Primary retroperitoneal PEComa: an incidental finding
- Bárbara Monteiro Marinho ,
- António Gâmboa Canha ,
- Donzília Sousa Silva and
- José Davide Pinto Silva
- Department of Surgery, HEBIPA - Hepatobiliary and Pancreatic Unit, Hospital de Santo António, Centro Hospitalar Universitário do Porto, Porto, Portugal
- Correspondence to Dr Bárbara Monteiro Marinho; barbaramarinho_12@hotmail.com
Abstract
Perivascular epithelioid cell neoplasm (PEComa) is a rare type of tumour, and primary retroperitoneal PEComa is rarer still. Although pulmonary lymphangioleiomyomatosis (LAM), angiomyolipomas and clear cell ‘sugar’ tumours of the lung are well described, relatively little is known about other members of the PEComa family. We describe a case of an asymptomatic retroperitoneal PEComa, lymphangioleiomyoma type, which appeared in a previously healthy middle-aged woman as an incidental finding, in a CT scan performed in the context of spontaneous pneumothorax.

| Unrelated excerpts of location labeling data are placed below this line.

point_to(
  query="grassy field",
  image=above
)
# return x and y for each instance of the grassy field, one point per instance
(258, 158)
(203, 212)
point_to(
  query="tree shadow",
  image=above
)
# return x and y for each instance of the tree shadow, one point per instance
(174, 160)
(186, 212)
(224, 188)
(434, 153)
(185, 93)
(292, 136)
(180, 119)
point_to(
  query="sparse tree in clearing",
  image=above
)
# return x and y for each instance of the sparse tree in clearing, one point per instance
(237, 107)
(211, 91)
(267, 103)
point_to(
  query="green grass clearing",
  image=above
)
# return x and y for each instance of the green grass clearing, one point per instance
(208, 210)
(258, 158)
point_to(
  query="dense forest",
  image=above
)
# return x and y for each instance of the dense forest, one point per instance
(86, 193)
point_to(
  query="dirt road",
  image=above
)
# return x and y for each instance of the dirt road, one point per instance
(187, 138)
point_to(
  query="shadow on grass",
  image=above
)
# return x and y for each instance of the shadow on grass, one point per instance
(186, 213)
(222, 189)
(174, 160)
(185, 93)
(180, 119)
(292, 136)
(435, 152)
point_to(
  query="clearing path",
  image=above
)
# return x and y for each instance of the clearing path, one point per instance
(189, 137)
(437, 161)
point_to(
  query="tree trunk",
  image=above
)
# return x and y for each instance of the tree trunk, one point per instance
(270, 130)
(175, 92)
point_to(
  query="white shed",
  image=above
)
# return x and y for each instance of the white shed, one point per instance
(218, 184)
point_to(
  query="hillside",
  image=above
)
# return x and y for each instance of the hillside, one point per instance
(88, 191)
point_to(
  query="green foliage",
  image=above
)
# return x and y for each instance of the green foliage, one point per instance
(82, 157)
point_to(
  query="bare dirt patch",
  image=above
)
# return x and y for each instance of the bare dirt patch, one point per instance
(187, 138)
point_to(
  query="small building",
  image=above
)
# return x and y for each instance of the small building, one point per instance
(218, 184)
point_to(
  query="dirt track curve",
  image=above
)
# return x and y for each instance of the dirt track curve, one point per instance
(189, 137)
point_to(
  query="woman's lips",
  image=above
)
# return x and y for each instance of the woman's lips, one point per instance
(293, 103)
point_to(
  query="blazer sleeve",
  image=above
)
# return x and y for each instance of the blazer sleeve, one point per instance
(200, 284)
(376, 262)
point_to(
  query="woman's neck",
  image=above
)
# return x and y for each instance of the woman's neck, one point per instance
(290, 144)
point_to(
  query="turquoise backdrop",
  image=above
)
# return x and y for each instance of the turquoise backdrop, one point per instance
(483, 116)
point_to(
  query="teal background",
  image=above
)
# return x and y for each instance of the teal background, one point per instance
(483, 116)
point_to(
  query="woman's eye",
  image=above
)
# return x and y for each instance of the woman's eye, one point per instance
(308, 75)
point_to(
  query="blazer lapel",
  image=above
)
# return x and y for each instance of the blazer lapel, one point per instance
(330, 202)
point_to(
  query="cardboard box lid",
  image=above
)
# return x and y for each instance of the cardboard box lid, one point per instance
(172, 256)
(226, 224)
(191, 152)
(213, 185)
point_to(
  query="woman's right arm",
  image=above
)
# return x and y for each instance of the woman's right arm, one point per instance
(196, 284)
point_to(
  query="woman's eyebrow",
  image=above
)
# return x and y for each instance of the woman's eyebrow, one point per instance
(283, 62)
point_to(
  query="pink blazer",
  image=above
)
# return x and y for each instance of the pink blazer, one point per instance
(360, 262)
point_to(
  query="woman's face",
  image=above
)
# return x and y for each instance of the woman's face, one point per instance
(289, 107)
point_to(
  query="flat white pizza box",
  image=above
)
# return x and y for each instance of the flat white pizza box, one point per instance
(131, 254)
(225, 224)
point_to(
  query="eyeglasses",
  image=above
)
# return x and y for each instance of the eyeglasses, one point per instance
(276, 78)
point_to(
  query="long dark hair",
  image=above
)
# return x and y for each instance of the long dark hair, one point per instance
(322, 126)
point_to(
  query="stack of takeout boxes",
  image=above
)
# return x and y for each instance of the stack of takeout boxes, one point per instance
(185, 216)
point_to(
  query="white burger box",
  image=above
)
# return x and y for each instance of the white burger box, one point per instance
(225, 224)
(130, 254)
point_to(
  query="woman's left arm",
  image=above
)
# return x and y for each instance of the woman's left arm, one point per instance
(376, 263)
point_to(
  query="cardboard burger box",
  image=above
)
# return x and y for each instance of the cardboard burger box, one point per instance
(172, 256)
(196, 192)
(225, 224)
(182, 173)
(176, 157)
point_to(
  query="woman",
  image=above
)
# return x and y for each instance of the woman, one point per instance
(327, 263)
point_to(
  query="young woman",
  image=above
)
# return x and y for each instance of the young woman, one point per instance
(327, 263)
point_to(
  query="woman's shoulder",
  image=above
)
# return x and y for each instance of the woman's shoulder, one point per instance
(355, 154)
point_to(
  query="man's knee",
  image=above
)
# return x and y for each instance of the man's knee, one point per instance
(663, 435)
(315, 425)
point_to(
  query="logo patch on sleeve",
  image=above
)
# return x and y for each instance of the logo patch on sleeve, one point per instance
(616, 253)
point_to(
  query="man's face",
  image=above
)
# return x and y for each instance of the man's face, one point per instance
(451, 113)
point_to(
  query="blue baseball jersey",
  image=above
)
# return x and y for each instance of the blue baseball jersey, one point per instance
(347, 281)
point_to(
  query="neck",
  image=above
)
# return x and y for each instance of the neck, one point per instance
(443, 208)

The patient underwent surgical excision of the tumour and the histopathological and immunohistochemical analysis of the surgical specimen made the definitive diagnosis. Although rare, reports of isolated retroperitoneal lymphangioleiomyoma and primary retroperitoneal PEComas NOS (not otherwise specified) are described in the literature, normally associated with pulmonary LAM. The patient’s pulmonary imaging was normal. Short-term re-examination did not detect any recurrence. We also provide a literature review of this rare group of tumours.
Background
Perivascular epithelioid cell neoplasms (PEComas) are a family of rare mesenchymal tumours composed mostly of perivascular epithelioid cells (PECs). PECs simultaneously express differentiation markers for muscle cells and melanocytes. Under normal conditions, perivascular cells do not exist and its aetiology remains unknown. However, it appears to be related to the blood vessel wall since they are closely associated with these structures.1 Over the years, several hypotheses regarding its origin have been raised.2 3
The progressive enlargement of the PEComa family led the WHO classification of tumours to include PEComas as a distinctive entity in 2002 and to define them as: “mesenchymal tumors composed of histologically and immunohistochemically distinctive perivascular epithelioid cells.”4 This very heterogeneous family, with differentiation and uncertain biological behaviour, includes angiomyolipomas, lymphangioleiomyomatosis (LAM), clear cell sugar tumours (CCST), clear cell myomelanocytic tumours of the falciform ligament, primary cutaneous PEComas and less well-characterised PEComas of a variety of other anatomic origins.1 4 The term PEComa NOS (not otherwise specified) has been proposed to describe the latter subgroup, a broad group of tumours with perivascular epithelioid differentiation, not qualifying for the remaining subgroups of the PEComa family.5
LAM is characterised by abnormal smooth muscle-like cells proliferation (LAM cells) leading to the formation of lung cysts and fluid-filled cystic structures (lymphangioleiomyomas) in the axial lymphatics. LAM, almost exclusively affects women in their reproductive years, is a rare systemic disease and the main manifestations are pulmonary.6 It can also affect extrapulmonary sites, such as the mediastinum, the retroperitoneum or the lymph nodes, although these locations are rare. A localised form of LAM can manifest as extrapulmonary lesions and this form is referred to as extrapulmonary lymphangioleiomyoma (e-LAM).7 An extrapulmonary manifestation or asymptomatic e-LAM lesions, preceding pulmonary disorders, are unusual but there are reported cases.7 8 A review of the clinicopathological features in 22 cases of e-LAM demonstrated that, in most patients, the diagnosis ofe-LAM preceded that of pulmonary LAM, usually by 1–2 years.8 The cases demonstrate the importance of appropriate LAM diagnosis and being aware of such disease in cases presenting with extrapulmonary extension of the disease.
Case presentation
A woman in her 30s, non-smoker, with no significant medical history or medication other than oral contraceptive, was admitted to the emergency room with a spontaneous pneumothorax (see figure 1). She presented with complaints of right posterior chest pain, with pleuritic features, and shortness of breath, with about 48 hours of evolution. The patient went first to primary care physician, who noticed a decreased respiratory sounds at the right lung base and referred her to the emergency department. She underwent a chest tube drainage procedure and was admitted to the pneumology unit. Four months later, the patient had a recurrence of the right-sided pneumothorax and was again hospitalised.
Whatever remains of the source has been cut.